O gerente do Senai Empresa, Rodolpho Caesar Mangialardo, esclarece que a instituição busca a adequação ambiental para a indústria visando redução de custos com otimização do uso de matéria-prima, água e energia, oportunidades de minimização de desperdícios com redução, reuso ou reciclagem dos resíduos, e melhorias na gestão ambiental com planejamento e organização dos aspectos ambientais relacionados ao setor produtivo.

“O Senai Empresa apoia as indústrias para que busquem cada vez mais soluções com o objetivo de usufruir dos benefícios de um alto desempenho ambiental.
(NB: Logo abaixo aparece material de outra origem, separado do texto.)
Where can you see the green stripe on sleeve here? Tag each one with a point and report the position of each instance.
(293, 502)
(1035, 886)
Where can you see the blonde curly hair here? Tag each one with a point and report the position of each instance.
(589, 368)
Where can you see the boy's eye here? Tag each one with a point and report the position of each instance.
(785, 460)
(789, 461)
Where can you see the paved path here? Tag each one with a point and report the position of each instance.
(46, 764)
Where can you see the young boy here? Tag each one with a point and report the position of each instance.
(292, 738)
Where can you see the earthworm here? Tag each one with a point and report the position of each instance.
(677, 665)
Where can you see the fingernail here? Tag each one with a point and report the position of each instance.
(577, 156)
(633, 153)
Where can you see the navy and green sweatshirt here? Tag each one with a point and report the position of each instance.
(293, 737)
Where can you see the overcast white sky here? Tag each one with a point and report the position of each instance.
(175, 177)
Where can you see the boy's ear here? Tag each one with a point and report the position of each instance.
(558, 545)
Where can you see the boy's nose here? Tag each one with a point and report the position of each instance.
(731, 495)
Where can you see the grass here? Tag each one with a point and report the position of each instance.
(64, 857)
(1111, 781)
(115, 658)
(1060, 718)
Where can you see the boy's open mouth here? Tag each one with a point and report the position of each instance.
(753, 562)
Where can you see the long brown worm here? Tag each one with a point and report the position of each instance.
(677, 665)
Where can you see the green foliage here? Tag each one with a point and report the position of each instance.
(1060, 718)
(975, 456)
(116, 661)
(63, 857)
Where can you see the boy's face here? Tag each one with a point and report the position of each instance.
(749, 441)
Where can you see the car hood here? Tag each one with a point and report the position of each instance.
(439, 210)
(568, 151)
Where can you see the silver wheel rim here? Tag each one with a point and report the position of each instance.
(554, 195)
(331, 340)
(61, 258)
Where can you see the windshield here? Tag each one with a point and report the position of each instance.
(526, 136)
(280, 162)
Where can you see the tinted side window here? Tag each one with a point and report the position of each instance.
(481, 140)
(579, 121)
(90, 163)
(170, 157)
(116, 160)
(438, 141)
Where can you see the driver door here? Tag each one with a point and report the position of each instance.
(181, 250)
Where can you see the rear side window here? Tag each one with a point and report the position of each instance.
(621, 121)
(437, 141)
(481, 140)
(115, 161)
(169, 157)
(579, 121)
O PSGA conta com equipe especializada e oferece consultorias em serviços pelo PSE (Programa Senai de Ecoeficiência) e pelo Programa Senai de Logística Reversa”, explicou Rodolpho, ressaltando que as consultorias atendem as necessidades das empresas no que tange, por exemplo, ao licenciamento ambiental, monitoramento ambiental, implantação de metodologias de produção mais limpa, outorga de recursos hídricos e plano de gerenciamento de resíduos sólidos.
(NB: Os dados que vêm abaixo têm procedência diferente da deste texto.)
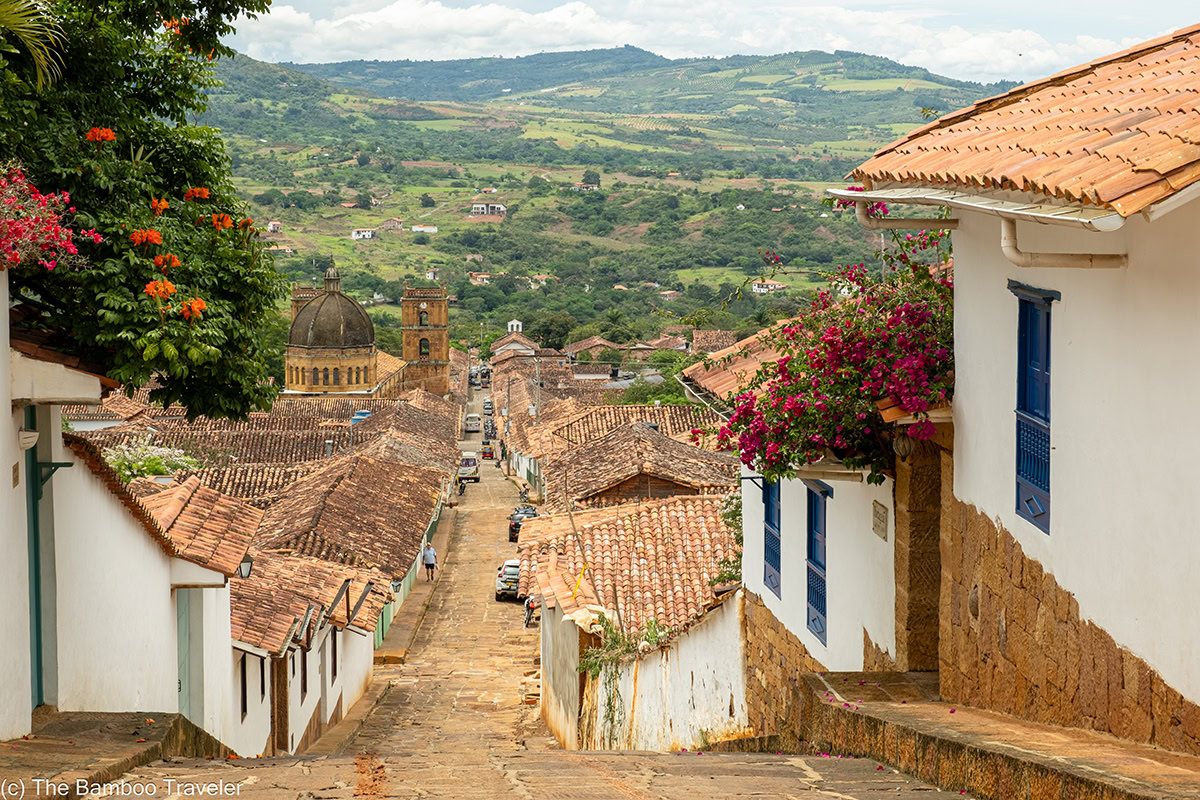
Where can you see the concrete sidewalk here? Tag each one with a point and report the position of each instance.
(897, 719)
(96, 749)
(394, 650)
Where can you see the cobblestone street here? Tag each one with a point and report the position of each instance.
(454, 723)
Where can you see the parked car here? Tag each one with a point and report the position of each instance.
(508, 578)
(519, 516)
(468, 468)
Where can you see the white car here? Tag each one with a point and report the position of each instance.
(508, 578)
Segundo o diretor-regional do Senai, Jesner Escandolhero, a instituição tem como compromisso oferecer às indústrias soluções tecnológicas em diversas áreas. “No que se refere ao meio ambiente, nós acreditamos que as indústrias chamadas ‘sustentáveis’, antes de tudo, devem ter o compromisso de desenvolver projetos sustentáveis, como por exemplo a redução de insumos para produção de matéria-prima, e diversos outros projetos que visem impactar positivamente toda a comunidade no entorno, bem como o mercado consumidor”, disse.

Avanço ambiental

Já o presidente da Fiems, Sérgio Longen, considera que o avanço ambiental percebido nos últimos anos provém de duas frentes: a primeira é a legislação e a segunda é a tomada de decisão dos próprios empresários. “O que vemos hoje, em grande parte, são as empresas superando as expectativas dos órgãos fiscalizadores. O Sistema Fiems reconhece a importância de oferecer produtos que otimizem a relação das empresas com o meio ambiente e de criar ferramentas que possam ser facilmente utilizadas pelos empresários”, reforçou.
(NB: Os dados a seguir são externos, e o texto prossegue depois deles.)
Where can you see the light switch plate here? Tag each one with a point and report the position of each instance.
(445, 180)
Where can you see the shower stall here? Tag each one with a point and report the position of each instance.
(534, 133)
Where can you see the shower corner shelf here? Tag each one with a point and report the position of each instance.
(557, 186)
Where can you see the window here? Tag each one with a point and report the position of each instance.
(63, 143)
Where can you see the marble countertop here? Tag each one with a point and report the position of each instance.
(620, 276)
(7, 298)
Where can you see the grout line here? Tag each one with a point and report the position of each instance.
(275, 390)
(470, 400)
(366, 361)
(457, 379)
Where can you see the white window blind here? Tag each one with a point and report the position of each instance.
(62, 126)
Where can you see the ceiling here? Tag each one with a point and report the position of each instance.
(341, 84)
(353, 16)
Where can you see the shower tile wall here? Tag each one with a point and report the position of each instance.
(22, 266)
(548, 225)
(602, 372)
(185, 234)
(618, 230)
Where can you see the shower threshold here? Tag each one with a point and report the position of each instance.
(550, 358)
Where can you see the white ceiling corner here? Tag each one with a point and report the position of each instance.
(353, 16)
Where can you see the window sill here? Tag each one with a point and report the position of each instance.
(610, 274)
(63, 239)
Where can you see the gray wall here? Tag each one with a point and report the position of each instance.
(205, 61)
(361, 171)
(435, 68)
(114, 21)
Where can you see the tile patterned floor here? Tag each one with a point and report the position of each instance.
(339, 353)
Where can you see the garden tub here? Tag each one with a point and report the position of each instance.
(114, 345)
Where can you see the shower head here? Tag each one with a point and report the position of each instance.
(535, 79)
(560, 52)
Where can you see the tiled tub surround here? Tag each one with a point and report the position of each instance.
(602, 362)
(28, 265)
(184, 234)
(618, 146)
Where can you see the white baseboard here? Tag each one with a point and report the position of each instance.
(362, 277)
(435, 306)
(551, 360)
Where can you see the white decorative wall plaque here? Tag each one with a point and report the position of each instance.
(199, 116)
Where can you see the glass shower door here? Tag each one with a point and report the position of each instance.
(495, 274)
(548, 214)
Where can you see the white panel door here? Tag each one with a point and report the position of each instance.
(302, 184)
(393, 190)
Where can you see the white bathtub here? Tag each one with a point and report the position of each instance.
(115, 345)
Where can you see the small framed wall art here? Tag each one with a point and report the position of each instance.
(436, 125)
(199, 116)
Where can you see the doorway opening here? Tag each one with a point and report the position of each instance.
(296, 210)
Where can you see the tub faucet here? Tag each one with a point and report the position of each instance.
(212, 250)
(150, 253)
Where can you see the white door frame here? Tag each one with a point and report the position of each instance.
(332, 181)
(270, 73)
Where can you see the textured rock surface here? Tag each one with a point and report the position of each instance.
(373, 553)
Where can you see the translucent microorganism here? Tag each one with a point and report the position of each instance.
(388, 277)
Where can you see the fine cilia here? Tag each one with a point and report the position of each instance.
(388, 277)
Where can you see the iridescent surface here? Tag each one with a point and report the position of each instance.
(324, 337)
Ele completa que o Senai tem realizado programas importantes em parceria com o próprio Governo do Estado, como a Gestão de Logística Reversa, ancorada na Lei de Resíduos Sólidos, e o PSE, mais conhecido no meio empresarial como Selo Ambiental do Senai, que é são ferramentas importantes à disposição das empresas. “O Selo Ambiental do Senai, uma iniciativa da Fiems e Governo, já beneficiou 23 indústrias, ampliando o percentual do incentivo fiscal concedido pelo Estado e atestando a eficiência ambiental dessas empresas”, enumerou.

Sérgio Longen completa que, infelizmente, a concessão dos selos ambientais tem enfrentado dificuldades por parte do Governo, que, mesmo com compromisso firmado com o setor, não tem autorizado a sua liberação. “Porém, independentemente disso, as indústrias têm cumprindo com a parte delas”, pontuou, destacando que o Selo Ambiental do Senai já é bastante conhecido pelos empresários e, de tão importante, o Sistema Fiems disponibilizou o Observatório Socioambiental do Sesi em Bonito (EcoSesi Bonito) para complementar a entrega dessa certificação ambiental.

“Cada vez mais, temos que evoluir na direção de medidas que façam com que as empresas tenham essa preocupação ambiental. Uma prova disso é que agora para 2017 o projeto de energia fotovoltaica, uma iniciativa piloto que nós realizamos com o Sesi e agora vamos estender para todas as empresas, com grau completo de informações e assistência para que elas possam avançar nessa direção. É muito importante para todos nós que defendemos a indústria e, mais do que isso, defendemos o desenvolvimento do Estado com controle socioambiental”, finalizou o presidente da Fiems.